In this instalment of “One Paper a Week”, we’re looking at Waveformer, a neural network for extracting specific waveforms from a sound mix in real-time. If you’re thinking “Independent Component Analysis“, you’re not alone: ICA can also extract a desired signal from a mix of signals (similarly to how we are able to understand a particular speaker in a mix of conversations). ICA is a blind, statistical separator while Waveformer is a supervised, semantic extractor.

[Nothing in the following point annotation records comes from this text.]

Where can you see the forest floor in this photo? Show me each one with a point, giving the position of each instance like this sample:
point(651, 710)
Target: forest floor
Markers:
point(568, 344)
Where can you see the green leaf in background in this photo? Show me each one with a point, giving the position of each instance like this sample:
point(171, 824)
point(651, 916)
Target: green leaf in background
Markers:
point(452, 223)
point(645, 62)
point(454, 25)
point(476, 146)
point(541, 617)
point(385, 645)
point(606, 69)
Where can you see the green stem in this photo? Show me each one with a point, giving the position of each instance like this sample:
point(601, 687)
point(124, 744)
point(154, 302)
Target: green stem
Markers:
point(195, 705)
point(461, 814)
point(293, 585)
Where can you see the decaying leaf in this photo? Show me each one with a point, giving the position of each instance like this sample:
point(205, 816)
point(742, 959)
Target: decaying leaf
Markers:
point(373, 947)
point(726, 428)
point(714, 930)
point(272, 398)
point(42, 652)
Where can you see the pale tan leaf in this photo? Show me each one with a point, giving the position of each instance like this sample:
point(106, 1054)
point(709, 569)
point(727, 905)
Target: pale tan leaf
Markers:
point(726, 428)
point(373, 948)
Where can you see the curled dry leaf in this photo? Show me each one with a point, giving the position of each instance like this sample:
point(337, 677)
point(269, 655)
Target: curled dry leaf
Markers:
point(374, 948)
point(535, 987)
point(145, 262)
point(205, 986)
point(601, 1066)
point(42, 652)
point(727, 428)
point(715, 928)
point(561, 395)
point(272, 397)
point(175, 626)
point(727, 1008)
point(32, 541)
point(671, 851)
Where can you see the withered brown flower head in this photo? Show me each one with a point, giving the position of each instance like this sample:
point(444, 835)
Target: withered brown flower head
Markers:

The abstract already dips into two concepts: dilated and causal. “Dilated” means processing samples that are spread out so that there are gaps in them, which reduces processing. “Causal” means that we can’t use a popular trick from signal processing, namely using “future” samples (because one is processing recorded signals). This is a consequence of wanting to process streaming sound in real time. The transformer is “causally” tamed by maintaining a matrix of “attention scores where all the “future” positions are −∞. This ensures the focus of the transformer is incapable of latching on any data that occurs after the current millisecond. [There actually is a tiny bit of lookahead for math reasons which translates to a tiny bit of lag].

The high level picture of the Waveformer architecture: it uses a learned/adapted convolution (yep, the one from 101 signal processing) to keep a memory of what has been heard so that it can recognise patterns and transformers to focus and filter on the desirable signal component. Theoretically one could implement signal separation with only convolutions or transformers; the issue is that convolutions alone would require a huge sample window and very well-tuned coefficients, while transformers alone would be too slow. By using convolution for the heavy lifting (memory) and a transformer for the smart part (focus), the authors made a system that is smart and fast enough to run in real-time.

The convolution implements an “encoder”: Waveformer uses a stack of 10 layers to process a large “receptive field” (a sound window of about 1,5 seconds of context). Because it uses dilated convolutions, its computational complexity is O(logR) which is more efficient than the O(R) complexity found in chunk-based Transformers.

The transformer implements a “decoder”: a transformer layer queries the encoded features for the “target” sound. It uses a specialised streaming attention mechanism that only looks at the current and one previous chunk to keep latency low and fixed. Apropos latency: The model operates on 10ms chunks with a lookahead of only 1,45ms, meeting the strict requirements for real-time human listening applications.

I was really curious to know how one tells the model which sounds to extract. Stressing the ICA analogy, ICA isolates sounds on it’s own, you just have to tell it how many different sounds to extract (like K-means clustering). The model is trained on a variety of sound categories, so it can recognise only sounds in those categories. You submit a query vector to the model which tells it which sounds to listen to and then feed it the mix.